Ah, that makes more sense, but my assumption is that all of this is going into a computer at some point, which could do that all automatically. Maybe I’m assuming too much that doctors are not still wedded to paper files.

That’s what I always thought. A trap to catch impostors.

Yeah, but then somebody has to program the computer to do that automatically. Plus, I wouldn’t assume that forms I’m filling out at the doctor’s office are going into a computer system–lots of that information is more likely to go into my paper file, where no one will ever look at it.

Redundant forms drive me nuts. The age/birthdate thing I hadn’t noticed, but now I will. :frowning: I hate the offices that make you list all your insurance information, when they copy your insurance card, so they already have all of that information.

It’s amazing how UN-computerized so many doctor’s offices still are.

I’m not sure why they ask age if they have the birth date, but the birth date is used at my doctors office as a quick check of a patient’s ID.

In my area there are three or four people who share my name. One is pretty close to my age. At the doctor’s office, I’m asked my date of birth every time I go so they know they have the right guy’s chart.

I work for an insurance company.

Sometimes insurance claims can be filed weeks, months, or years after the original injury occurred or after medical treatment was sought (in the case of lawsuits, years are not uncommon). In which case it is handy to know the age at the time of injury, which does not necessarily coincide with the claimant’s current age. A computer can technically compute this, of course. But I also know that when we’re taking different types of claims we ask for different kinds of information.
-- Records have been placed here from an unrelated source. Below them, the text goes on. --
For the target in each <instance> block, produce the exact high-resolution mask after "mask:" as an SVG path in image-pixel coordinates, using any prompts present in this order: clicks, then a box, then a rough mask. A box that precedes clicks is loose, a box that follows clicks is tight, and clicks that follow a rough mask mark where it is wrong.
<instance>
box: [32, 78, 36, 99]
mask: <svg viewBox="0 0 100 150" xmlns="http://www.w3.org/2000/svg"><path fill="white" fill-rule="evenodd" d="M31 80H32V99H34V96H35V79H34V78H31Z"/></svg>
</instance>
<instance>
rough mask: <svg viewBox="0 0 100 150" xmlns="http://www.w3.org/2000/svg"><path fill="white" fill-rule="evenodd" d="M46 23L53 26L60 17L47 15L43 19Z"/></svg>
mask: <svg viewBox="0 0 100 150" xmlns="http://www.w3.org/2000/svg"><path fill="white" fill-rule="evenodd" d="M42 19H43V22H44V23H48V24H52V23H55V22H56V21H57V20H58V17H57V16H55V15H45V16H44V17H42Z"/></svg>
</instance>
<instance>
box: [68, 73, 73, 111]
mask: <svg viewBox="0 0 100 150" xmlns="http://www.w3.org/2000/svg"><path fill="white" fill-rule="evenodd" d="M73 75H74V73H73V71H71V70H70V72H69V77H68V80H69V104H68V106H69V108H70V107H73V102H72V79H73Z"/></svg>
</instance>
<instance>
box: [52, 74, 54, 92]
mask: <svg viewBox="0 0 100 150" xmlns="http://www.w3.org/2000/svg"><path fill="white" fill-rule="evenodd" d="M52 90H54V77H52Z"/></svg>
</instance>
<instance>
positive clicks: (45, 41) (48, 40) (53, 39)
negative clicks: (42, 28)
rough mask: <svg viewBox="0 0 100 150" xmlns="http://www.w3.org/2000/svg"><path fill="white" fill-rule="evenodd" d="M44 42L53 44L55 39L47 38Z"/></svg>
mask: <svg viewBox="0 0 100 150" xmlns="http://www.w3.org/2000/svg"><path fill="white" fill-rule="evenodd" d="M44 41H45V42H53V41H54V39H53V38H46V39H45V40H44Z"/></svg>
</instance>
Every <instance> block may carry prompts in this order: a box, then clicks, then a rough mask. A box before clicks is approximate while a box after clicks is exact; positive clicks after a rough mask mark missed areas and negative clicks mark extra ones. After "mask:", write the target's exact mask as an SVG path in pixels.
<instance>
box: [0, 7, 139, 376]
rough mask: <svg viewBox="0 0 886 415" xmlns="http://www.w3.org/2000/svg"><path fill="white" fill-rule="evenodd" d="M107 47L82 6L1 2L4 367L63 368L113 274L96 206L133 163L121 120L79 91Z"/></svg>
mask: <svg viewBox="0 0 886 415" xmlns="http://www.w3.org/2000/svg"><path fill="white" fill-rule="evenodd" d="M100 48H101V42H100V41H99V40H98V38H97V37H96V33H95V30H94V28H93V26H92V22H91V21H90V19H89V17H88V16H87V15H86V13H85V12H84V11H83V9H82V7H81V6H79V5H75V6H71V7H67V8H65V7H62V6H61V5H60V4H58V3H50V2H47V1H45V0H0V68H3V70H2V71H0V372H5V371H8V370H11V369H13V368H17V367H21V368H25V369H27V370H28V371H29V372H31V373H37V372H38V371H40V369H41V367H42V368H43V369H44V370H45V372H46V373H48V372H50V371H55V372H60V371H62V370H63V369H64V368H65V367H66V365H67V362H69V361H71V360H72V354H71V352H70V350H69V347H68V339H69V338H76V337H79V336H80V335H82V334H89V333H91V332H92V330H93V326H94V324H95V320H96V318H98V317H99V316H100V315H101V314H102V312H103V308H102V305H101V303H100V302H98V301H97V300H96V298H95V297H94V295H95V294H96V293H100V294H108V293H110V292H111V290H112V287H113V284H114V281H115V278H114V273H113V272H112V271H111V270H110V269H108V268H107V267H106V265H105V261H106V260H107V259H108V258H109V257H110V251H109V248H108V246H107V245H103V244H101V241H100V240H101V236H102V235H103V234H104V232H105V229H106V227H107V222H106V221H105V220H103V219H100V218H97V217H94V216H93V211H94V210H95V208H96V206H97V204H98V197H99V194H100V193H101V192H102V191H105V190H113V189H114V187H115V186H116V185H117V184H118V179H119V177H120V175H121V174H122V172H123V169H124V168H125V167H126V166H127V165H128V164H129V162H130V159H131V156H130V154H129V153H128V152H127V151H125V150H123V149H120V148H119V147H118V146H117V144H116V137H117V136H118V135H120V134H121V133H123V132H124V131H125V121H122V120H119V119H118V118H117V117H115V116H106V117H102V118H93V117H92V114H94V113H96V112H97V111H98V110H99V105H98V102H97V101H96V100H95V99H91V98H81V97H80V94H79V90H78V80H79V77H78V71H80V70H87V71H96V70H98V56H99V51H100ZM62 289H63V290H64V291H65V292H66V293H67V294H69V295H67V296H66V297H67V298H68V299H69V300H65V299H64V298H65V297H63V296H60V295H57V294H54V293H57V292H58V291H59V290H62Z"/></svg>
If you slip and fall at a business as a customer, and they file a general liability claim about what happened, we would ask for your age. If you slip and fall at work on the clock, we would ask for your date of birth (and the system visually calculates the age of employee on the date of injury). I’m not 100% sure why the difference exists, but there you go.

Although I have encountered forms that ask for (1) your age, (2) your birth date, and (3) today’s date.

I guess they’re allowing for the possibility you’re an interstellar astronaut, traveling at relativistic speeds much of the time.